Si le tableau de la famille américaine est parfois cruel, le portrait des personnages n’est jamais dépourvu de tendresse. Judd Apatow sait abattre les décors, créer des ouvertures secrètes, changer de rythme pour redonner vie à Pete et à Debbie. Un peu à la manière d’un James L. Brooks – on pense notamment à Spanglish – il ménage pour ses personnages un espace de liberté, donnant aux dialogues le pouvoir de raccourcir ou d’étirer les séquences. Le comique ne tient pas, comme dans certains films, à la perfection d’une mécanique plaquée sur une situation. Le rire vient au contraire comme une rassurante anomalie. C’est une réplique saugrenue venue embrouiller le fil d’un dialogue, ou une porte de voiture venue stopper la fuite d’un cycliste du dimanche.

Cette histoire de la quarantaine est aussi une certaine manière d’envisager le couple, non à travers la cristallisation des première fois, mais via la recherche d’un temps et d’une énergie perdus. Comédie inscrite dans l’espace, donc, mais aussi dans le temps, avec un futur redouté et un passé qu’il faut raviver. Sans être tout à fait de ces « comédies de remariages » qu’évoquait Stanley Cavell dans son fameux essai, 40 ans mode d’emploi a en commun avec des films relativement récents comme 5 ans de réflexion et Date Night de Shawn Levy, de cueillir le couple au moment où il ne s’agit plus de vivre mais de revivre la comédie des sentiments. Cette relation au temps fait la complexité secrète d’un cinéma en recherche de lui-même, où la romance est à double détente, entre la fatigue et la frénésie : souvenir du passé et hypothèse pour le futur.

lundi 11 mars 2013

A la merveille, de Terrence Malick

La forme du poème narratif rend To the wonder fascinant à deux niveaux. Premièrement, c'est une alternative à l'horizontalité, narrative et esthétique, à laquelle nous sommes habitués : la caméra en mouvement est moins là pour avancer ou reculer que pour rassembler verticalement le sol, le corps des personnages et le soleil. Cette forme d'héliotropisme permet au film de tenir debout, plan après plan. On ne sait trop comment, Terrence Malick arrive à contempler le ciel sans tomber dans un puits. Deuxièmement, d'autres types d'énonciations peuvent venir se substituer à cette narration partiellement abandonnée. Ce sont ces fameuses voix-off de personnages, des voix qui disent "tu" par-dessus les plans. L'acte de filmer semble plus que jamais un geste pour le cinéaste, c'est-à-dire à la fois un mouvement et une adresse à quelqu'un.

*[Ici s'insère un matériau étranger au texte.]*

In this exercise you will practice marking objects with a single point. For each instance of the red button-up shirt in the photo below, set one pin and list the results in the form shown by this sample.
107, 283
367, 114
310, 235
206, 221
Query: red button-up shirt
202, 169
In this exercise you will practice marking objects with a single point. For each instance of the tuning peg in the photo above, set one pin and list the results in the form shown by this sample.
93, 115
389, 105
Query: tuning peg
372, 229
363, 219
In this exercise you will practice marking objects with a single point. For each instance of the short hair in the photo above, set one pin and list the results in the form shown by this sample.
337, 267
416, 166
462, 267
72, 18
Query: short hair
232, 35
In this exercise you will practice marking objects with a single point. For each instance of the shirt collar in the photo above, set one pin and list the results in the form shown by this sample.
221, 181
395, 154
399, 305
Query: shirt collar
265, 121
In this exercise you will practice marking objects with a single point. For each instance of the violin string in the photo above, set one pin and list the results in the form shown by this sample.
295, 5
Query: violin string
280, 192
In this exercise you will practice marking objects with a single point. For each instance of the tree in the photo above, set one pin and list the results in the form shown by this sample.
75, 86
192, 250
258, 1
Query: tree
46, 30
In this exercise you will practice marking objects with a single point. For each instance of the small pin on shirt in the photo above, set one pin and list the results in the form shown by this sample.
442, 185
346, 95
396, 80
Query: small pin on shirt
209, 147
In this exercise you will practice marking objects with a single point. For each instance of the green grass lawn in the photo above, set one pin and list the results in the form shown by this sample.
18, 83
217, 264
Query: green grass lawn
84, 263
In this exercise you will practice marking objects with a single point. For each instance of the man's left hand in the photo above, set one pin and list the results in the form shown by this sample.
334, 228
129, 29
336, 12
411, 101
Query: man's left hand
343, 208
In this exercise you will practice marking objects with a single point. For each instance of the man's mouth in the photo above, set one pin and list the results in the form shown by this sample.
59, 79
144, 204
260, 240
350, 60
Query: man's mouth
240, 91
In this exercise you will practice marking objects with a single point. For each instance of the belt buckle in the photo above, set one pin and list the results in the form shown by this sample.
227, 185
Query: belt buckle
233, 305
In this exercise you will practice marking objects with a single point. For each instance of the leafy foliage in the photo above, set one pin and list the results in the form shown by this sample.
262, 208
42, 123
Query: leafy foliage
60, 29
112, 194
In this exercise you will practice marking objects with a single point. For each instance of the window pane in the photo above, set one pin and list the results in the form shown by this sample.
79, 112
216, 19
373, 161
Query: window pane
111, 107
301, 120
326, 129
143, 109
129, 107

En radicalisant certains procédés de Tree of life, dont ce film constitue une sorte de post-sciptum, Malick veut parler d'amour comme d'un sujet impossible, indicible, sinon par une question tautologique : "qu'est-ce que cet amour qui aime?" L'amour ne peut pas être autre chose qu'un fondement mystérieux et paradoxal qui se dérobe dès qu'on l'envisage, à la manière de ces sables mouvant du Mont Saint-Michel. L'amour est par excellence le sentiment qui met sens dessus dessous, qui immerge, qui permet d'explorer avec un œil nouveau et une caméra infiniment mobile, les corps,  les arbres, les paysages, les lieux de vie et les visages.

Dans l'un de ses sermons, le personnage du prêtre fait l'éloge du choix, disant qu'il n'y a pas pire péché que la peur du péché et donc l'absence d'audace, d'engagement, de décision. Cette profession de foi semble tout à fait valable pour un artiste. Plutôt que les minutes de trop, ou tel motif d'agacement quant au jeu d'Olga Kurylenko, il faut retenir l'audace d'un Malick qui donne l'impression de redéfinir son film à chaque plan. Il est très étonnant d'entendre que le cinéaste "s'enferme" dans quelque chose, il donne au contraire l'impression d'entrer dans une grande période de liberté.